One can argue that Eben does not address the politics of capital – that even if a property form is dying – its physical reach and control can be enormous. Capital is quite capable of taking the notion of Madam Pompadour, “After me, the deluge” much further. After all, French Revolution confronted an aristocracy with rather limited fire power. Today’s defender of capital come armed with nuclear weapons and drones for remote kills.

But that is missing the point. If a system of production is becoming obsolete, no amount of fire-power can stop this change. The real question is whether the movement from commons to property is really being reversed today? Even if this phenomenon is small, is it growing and does it therefore pose a threat to private property? After all, when Marx wrote his Communist Manifesto and described the enormous expansion of production that capitalism was bringing in, capitalism was actually in its infancy. What was prophetic in Marx’s vision is that he saw capitalist production, not as it existed then, but as it was becoming. And this is what we have to see today.

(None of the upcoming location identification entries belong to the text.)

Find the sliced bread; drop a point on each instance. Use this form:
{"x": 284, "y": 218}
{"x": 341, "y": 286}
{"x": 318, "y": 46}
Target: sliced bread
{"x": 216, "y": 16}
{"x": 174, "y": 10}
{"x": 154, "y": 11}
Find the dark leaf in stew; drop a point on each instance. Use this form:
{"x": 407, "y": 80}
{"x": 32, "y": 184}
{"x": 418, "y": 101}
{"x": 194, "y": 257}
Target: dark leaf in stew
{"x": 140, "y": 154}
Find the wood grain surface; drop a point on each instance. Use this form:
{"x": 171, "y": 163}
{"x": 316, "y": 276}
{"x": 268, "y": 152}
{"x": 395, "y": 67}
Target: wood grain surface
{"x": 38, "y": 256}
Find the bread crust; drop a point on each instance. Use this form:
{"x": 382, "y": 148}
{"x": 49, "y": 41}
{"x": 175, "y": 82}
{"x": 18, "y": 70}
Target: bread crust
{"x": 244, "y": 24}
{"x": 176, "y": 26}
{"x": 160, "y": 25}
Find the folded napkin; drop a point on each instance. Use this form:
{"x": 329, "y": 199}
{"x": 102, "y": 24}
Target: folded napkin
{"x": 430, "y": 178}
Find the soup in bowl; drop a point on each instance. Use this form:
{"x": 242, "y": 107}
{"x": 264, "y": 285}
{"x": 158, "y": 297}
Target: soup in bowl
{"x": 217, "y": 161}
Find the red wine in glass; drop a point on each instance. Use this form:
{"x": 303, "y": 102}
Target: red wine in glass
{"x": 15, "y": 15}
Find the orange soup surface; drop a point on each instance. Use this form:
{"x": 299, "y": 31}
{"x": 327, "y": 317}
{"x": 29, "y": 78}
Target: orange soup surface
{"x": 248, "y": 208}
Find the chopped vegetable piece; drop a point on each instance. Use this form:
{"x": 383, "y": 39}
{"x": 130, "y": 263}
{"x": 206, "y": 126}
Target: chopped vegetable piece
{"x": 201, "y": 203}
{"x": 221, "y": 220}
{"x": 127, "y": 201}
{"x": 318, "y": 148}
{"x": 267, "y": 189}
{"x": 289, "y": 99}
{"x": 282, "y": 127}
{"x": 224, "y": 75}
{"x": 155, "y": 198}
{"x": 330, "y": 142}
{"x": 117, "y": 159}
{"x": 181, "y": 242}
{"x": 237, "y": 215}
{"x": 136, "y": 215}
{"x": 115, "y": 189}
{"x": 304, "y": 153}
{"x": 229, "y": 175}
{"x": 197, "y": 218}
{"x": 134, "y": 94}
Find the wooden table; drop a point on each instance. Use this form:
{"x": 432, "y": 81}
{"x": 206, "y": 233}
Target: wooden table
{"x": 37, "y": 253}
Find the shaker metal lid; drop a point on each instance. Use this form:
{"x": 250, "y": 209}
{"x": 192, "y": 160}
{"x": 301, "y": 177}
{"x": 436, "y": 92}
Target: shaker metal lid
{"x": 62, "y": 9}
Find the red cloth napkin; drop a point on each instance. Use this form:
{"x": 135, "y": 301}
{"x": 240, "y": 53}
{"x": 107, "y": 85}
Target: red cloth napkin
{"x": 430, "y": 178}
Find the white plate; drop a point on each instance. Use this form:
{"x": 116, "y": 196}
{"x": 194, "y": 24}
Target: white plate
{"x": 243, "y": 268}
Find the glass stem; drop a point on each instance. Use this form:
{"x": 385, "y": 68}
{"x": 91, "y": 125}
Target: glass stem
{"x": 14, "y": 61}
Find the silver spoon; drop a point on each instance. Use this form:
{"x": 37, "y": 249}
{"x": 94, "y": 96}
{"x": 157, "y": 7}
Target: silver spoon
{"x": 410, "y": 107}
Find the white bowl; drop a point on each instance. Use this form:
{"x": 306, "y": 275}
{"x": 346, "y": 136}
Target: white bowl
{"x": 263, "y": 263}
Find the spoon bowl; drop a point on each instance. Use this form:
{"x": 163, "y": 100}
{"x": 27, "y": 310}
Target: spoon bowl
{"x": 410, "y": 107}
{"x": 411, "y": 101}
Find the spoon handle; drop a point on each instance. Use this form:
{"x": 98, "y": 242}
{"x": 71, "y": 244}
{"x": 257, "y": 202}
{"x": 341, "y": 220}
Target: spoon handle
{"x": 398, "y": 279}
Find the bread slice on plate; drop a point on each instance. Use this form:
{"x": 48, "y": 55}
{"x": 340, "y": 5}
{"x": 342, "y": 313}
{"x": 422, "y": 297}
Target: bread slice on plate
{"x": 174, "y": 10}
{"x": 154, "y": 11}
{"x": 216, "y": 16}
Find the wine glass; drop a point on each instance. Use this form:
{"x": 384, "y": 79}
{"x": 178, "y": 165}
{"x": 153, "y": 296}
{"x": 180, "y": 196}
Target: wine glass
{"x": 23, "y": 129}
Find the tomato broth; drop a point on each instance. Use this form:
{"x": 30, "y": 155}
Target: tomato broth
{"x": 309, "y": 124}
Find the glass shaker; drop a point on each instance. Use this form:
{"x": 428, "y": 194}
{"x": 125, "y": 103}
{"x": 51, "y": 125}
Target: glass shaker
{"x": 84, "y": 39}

Not the existing form of production as it is today but what it is becoming. The active commons creating new knowledge and as an agent of breaking down the older forms of production.

The key to the control of capital over production has been its ability to create continuously new knowledge and technology. Its ability create new knowledge that has given big capital its edge over other forms of production. It is here at the heart of capital that creation of new knowledge and technology —  the active commons — is emerging. This is the active commons driven by the collective brain power of humanity. If capital can no longer control the production of new knowledge, it loses control over technology. Its use of WTO and TRIPS – creating a larger domain of “intellectual property” — shows not its strength but its weakness. It is its inability to control the physical process of knowledge creation that it now seeks to control it through legal means. That is why this new form of collaborative knowledge creation spells the doom of capital, even if its death throes are going to be long and painful.